The administration, if it proceeds with sanctions, might point to the death of a Palestinian Arab, Omar Assad, in Netzach Yehuda custody. That happened in 2022. The IDF disciplined commanders involved. Leahy’s law does not apply if the “country is taking effective steps to bring the responsible members of the security forces unit to justice.” Netzach Yehuda now fights at Gaza, not the West Bank.

Mr. Gantz makes this point on X, writing that the “State of Israel has a strong, independent judicial system that evaluates meticulously any claim of a violation or deviation from IDF orders and code of conduct, and will continue to do so.” He adds that the unit “is subject to military law and is responsible for operating in full compliance with International law.” Reportedly, all of the allegations date from before October 7.

Mr. Netanyahu vows that his government will “act by all means against these moves,” and with good reason. If sanctioned under the Leahy Law, the unit would be barred from accessing American money or training, even as fighting rages at Gaza. A watchdog, NGO Monitor, reports that an anti-Israel group was the one that submitted a “Leahy Law referral” to the State Department in 2022. That appears to  have born pernicious fruit. Score one for lawfare.

Mr. Biden could also be hamfistedly helping Mr. Netanyahu stay in power, an outcome Washington dreads. Netzach Yehuda is a largely haredi unit, and sanctioning them would come at a time when Israeli society is riven over the question of whether the haredi masses should be drafted into the IDF. It is Mr. Netanyahu’s opponents who maintain that they should, and his allies that resist.
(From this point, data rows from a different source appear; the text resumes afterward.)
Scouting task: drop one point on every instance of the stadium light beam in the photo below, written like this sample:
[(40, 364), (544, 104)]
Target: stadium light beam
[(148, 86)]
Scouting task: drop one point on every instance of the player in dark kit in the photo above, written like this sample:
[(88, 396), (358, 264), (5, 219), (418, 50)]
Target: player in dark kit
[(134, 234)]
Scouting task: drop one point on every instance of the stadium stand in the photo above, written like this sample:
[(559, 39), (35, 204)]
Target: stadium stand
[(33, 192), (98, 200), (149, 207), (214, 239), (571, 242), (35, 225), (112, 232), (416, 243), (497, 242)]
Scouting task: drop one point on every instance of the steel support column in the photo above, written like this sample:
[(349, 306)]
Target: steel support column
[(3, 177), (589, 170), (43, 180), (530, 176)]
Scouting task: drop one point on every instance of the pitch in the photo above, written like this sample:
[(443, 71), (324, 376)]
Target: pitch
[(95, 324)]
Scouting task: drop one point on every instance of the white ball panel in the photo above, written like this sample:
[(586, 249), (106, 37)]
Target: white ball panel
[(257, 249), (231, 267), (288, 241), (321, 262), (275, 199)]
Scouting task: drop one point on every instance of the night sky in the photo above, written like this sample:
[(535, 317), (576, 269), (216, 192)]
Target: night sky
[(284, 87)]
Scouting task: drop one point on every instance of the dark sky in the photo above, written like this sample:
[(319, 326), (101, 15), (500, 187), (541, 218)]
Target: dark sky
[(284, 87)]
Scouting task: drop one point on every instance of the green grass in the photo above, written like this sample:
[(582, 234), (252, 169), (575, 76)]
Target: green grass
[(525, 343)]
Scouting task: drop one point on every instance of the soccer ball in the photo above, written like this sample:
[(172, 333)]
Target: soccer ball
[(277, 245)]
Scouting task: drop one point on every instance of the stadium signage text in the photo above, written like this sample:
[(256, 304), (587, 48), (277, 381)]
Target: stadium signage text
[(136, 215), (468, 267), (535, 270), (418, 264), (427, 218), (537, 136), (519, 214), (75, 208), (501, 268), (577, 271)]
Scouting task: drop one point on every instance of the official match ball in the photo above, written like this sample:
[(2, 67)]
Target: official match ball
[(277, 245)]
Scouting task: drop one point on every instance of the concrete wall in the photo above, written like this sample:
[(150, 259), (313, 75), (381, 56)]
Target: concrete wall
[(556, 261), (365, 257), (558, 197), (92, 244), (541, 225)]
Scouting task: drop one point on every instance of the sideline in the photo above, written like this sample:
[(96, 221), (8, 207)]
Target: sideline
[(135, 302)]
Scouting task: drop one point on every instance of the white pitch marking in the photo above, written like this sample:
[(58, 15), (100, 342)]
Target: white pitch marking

Sanctions are unlikely to be an advertisement for recruitment.    

Abuses have marred every army since Achilles dragged Hector’s body around  Troy. Our own fighting forces have occasionally fallen short — see the shame of My Lai or the degradations of Abu Ghraib. To criminalize the IDF though, is a shocking betrayal of an ally as it fights an entity, Hamas, whose entire modus operandi is built on war crimes. It comes at a time, too, when the Jewish state is libeled before the world court as a génocidaire.

The danger to Israel extends beyond this battalion. An American finding that the IDF cannot be trusted to police its own forces would unleash the floodgates of prosecutions like the one now before the International Criminal Court. That is not a recipe for accountability. It is a prescription for pariahdom. Why Mr. Biden contemplates moving against the Jewish state in this manner is almost — there’s Dearborn, after all — inexplicable.